Or, de la même manière que nous avons critiqué l’usage préférentiel des concepts théoriques liés au sexuel, pour envisager plutôt les processus de sexualisation, nous devons nuancer la catégorie de « pulsionnel », habituellement jugée comme élément élémentaire et irréductible. Que serait un corps sinon un ensemble coordonné de pulsions ? Nous avons vu avec Francisco Varela qu’une vision prescriptive du monde naturel et humain pouvait distorde notre champ de perception et d’évaluation. Parler de pulsion revient à parler d’un donné qui s’établirait en-dehors de toute structure relationnelle.

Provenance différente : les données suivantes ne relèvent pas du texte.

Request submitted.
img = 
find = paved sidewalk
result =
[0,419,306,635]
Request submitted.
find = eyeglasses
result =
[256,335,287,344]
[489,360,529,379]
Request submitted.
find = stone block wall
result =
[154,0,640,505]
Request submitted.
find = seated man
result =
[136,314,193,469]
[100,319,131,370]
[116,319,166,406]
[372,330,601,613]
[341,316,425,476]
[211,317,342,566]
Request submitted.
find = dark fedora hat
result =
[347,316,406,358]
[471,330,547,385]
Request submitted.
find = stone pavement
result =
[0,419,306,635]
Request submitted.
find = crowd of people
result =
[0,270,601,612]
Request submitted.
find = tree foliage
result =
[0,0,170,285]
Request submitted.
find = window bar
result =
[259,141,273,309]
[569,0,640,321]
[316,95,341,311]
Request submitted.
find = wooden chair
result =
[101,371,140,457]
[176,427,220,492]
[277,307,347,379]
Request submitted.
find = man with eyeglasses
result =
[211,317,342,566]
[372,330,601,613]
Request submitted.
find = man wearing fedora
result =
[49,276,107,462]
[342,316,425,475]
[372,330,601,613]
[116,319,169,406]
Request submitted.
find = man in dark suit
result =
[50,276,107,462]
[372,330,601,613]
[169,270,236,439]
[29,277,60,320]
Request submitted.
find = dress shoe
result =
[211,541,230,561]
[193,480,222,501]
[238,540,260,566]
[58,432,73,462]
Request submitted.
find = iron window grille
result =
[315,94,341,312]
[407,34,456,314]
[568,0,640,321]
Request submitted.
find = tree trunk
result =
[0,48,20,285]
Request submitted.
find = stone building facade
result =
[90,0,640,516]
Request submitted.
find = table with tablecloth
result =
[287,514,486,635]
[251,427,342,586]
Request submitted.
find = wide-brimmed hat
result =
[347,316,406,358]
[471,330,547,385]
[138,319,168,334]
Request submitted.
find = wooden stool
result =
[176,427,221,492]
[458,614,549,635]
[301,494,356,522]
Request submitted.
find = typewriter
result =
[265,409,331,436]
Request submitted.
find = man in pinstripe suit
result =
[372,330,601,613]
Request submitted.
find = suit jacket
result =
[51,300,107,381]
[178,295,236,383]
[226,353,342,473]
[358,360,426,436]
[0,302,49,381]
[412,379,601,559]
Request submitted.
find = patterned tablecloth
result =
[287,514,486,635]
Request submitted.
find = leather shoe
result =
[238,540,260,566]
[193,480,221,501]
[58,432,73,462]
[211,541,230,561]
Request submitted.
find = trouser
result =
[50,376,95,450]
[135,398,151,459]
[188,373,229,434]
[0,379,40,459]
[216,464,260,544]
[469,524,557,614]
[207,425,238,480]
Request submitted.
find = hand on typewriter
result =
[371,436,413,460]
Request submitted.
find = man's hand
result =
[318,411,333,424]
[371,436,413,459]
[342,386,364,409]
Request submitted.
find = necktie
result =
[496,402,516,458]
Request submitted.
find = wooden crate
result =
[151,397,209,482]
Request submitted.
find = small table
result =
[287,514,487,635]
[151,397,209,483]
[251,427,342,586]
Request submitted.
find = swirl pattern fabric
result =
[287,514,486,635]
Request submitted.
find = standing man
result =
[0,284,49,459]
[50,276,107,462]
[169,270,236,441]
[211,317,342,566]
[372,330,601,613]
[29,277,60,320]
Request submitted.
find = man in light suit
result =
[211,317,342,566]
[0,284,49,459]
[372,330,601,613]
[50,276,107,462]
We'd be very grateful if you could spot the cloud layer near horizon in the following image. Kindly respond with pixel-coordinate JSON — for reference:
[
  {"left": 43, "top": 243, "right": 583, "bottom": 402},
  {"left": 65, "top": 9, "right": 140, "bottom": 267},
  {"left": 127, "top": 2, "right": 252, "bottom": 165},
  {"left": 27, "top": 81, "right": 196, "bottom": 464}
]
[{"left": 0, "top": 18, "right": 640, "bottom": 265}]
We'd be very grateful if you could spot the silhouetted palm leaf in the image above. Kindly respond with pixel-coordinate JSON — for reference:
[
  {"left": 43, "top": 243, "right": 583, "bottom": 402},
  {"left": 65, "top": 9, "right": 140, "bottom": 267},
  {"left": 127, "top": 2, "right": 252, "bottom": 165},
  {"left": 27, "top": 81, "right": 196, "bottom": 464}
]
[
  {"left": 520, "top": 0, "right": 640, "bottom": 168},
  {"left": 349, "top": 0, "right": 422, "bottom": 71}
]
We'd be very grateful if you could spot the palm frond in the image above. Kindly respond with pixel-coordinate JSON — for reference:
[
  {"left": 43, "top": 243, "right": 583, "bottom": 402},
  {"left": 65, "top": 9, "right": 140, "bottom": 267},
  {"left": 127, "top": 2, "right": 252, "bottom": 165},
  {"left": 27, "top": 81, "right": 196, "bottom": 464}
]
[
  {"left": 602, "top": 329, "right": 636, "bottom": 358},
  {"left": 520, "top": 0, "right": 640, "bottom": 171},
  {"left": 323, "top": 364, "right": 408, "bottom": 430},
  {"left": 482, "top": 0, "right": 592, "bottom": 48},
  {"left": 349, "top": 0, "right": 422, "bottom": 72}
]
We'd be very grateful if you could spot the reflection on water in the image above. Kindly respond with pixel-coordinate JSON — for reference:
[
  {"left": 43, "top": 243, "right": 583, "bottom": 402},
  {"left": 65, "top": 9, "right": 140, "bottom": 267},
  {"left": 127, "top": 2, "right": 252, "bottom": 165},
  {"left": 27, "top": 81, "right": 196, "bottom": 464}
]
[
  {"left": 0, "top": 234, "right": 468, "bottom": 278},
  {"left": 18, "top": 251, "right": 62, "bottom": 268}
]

Or, nous l’avons vu, il faudrait envisager les choses autrement parce qu’il n’y a pas d’expérience qui puisse en fait exister en-dehors de ce cadre, en vertu même du principe de sensorimotricité – lequel implique tout corps au cœur des modalités d’interaction qui le lient à ses environnements perçus. Une expérience est ainsi toujours incarnée et située dans cette intrication du fonctionnement sensorimoteur des corps avec leurs environnements d’expériences qu’ils réinventent constamment (F. Varela, E. Thompson & E. Rosch, 1991). De même, l’exercice de la pensée, l’ouverture de l’imaginaire puis l’élaboration symbolique et structurelle du langage prennent toutes racine dans ce cadre. Les modalités d’interaction qui régulent nos expériences aujourd’hui sont de surcroît interdépendantes des systèmes de règles et de dettes qui forment nos environnements sociaux de façon artificielle (joignant le corps aux actes de langage, au sens d’artifier emprunté à la chercheuse en neuroesthétiques Ellen Dissanayake) et répartissent les espaces de pouvoir – notamment en fonction des critères de genre (Kate Millett, Sexual Politics, 1970), mais aussi de race, de classe et entre autre, de validité. C’est parce qu’il y a ce regard de l’autre que ma relation à mon corps embarque avec elle la mémoire d’une sanction et sa situation traumatique. Si le pulsionnel désigne tout ce qui du corps n’est pas pris en charge dans le champ social, laissé à la charge de l’individu-e qui se devra de le contenir, alors non seulement la dimension sociale doit être prise en compte dans sa qualité de regard auquel on soustrait la pulsion, mais aussi comme espace de rupture de l’intimité de la personne avec son propre corps. À qui alors adresser la douleur ou le plaisir de ce corps-là ?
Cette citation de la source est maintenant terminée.